Combinatorial interpretation of a sum with Stirling numbers

Question

$$\sum_{i,j}{n\brack i+j}\binom{i+j}i$$ Does this have a combinatorial interpretation? I don't see how to use Stirling numbers of the first kind in interpretations. I know that the answer is $(n+1)!$ , but the original question didn't provide it.

Answer 1

I'm not sure about a direct combinatorial proof, but the solution can be easily obtained by taking $k=i+j$ and using the known formula $\sum_{k} \genfrac[]{0pt}{}{n}{k} x^k = x^{\overline{n}}$, where $x^{\overline{n}}$ denotes the rising factorial.

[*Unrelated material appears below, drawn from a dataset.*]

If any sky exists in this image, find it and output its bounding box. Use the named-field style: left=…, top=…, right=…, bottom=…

$$\sum_{i,j} \genfrac[]{0pt}{}{n}{i+j} \binom{i+j}{i} = \sum_{k} \genfrac[]{0pt}{}{n}{k} \sum_{i} \binom{k}{i} = \sum_{k} \genfrac[]{0pt}{}{n}{k} 2^k = 2^{\overline{n}} = (n+1)!$$

Answer 2

Here's a combinatorial proof. Both sides count the number of ways to partition $n$ numbers into two ordered lists, a first list and a second list.

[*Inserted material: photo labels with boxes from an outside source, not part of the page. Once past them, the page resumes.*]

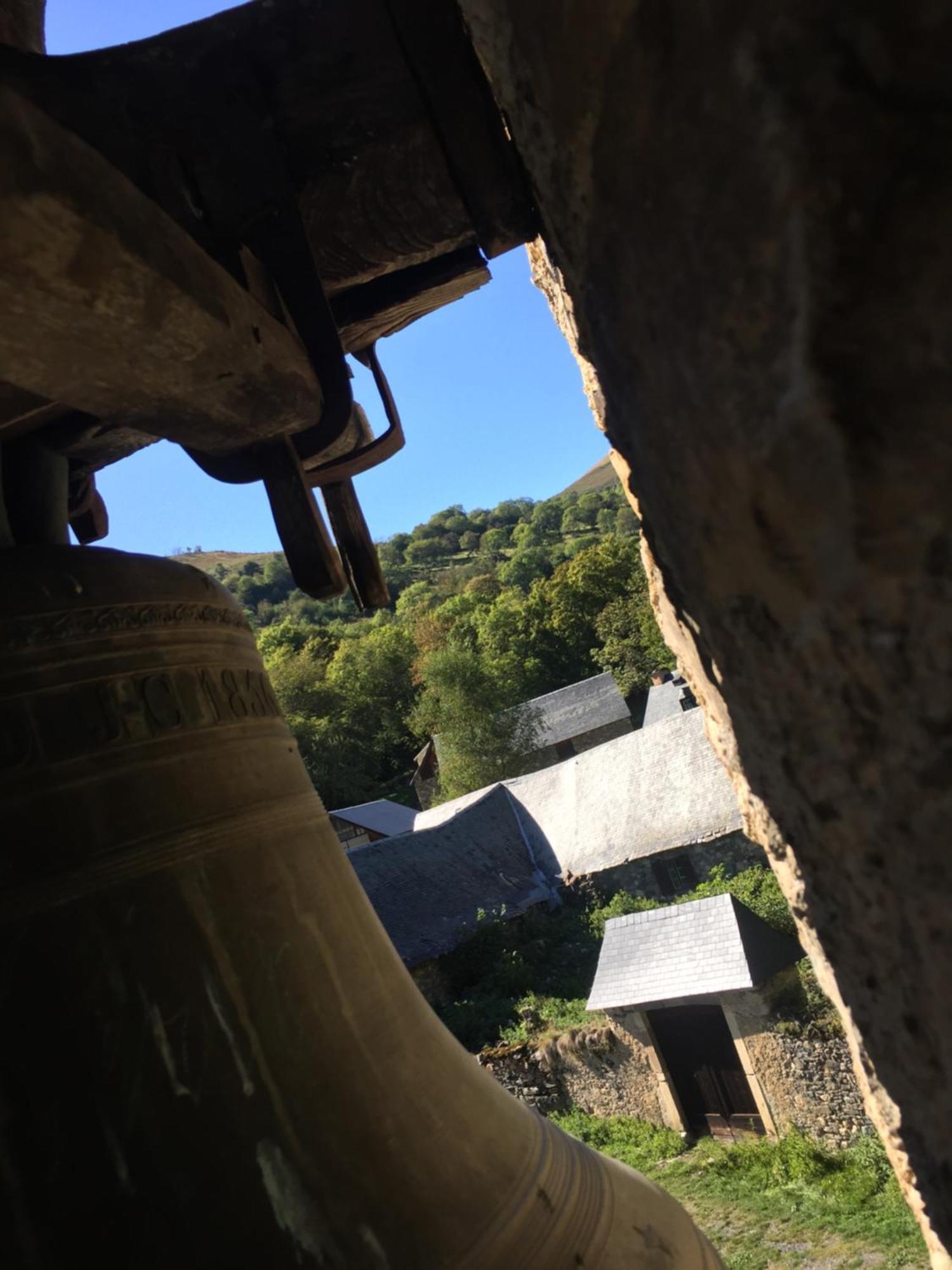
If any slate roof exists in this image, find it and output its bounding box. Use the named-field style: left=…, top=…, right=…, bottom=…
left=515, top=672, right=631, bottom=749
left=641, top=671, right=697, bottom=728
left=415, top=710, right=743, bottom=876
left=348, top=785, right=552, bottom=966
left=327, top=798, right=416, bottom=837
left=588, top=895, right=803, bottom=1010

For the left side, $\genfrac[]{0pt}{}{n}{i+j}$ partitions the $n$ numbers into $i+j$ disjoint cycles. Then $\binom{i+j}{i}$ chooses $i$ of these cycles. Since a permutation can be uniquely expressed as a set of disjoint cycles, this creates the first ordered list from the numbers in the $i$ cycles chosen. Similarly, the leftover $j$ cycles form the second ordered list from the rest of the $n$ numbers. Summing over all possible values of $i$ and $j$ gives the number of ways to partition the $n$ numbers into a first ordered list and a second ordered list.

For the right side, add a new symbol the the $n$ numbers, like *. Then create a permutation on these $n+1$ symbols. This can be done in $(n+1)!$ ways. The * symbol separates the first ordered list from the second ordered list.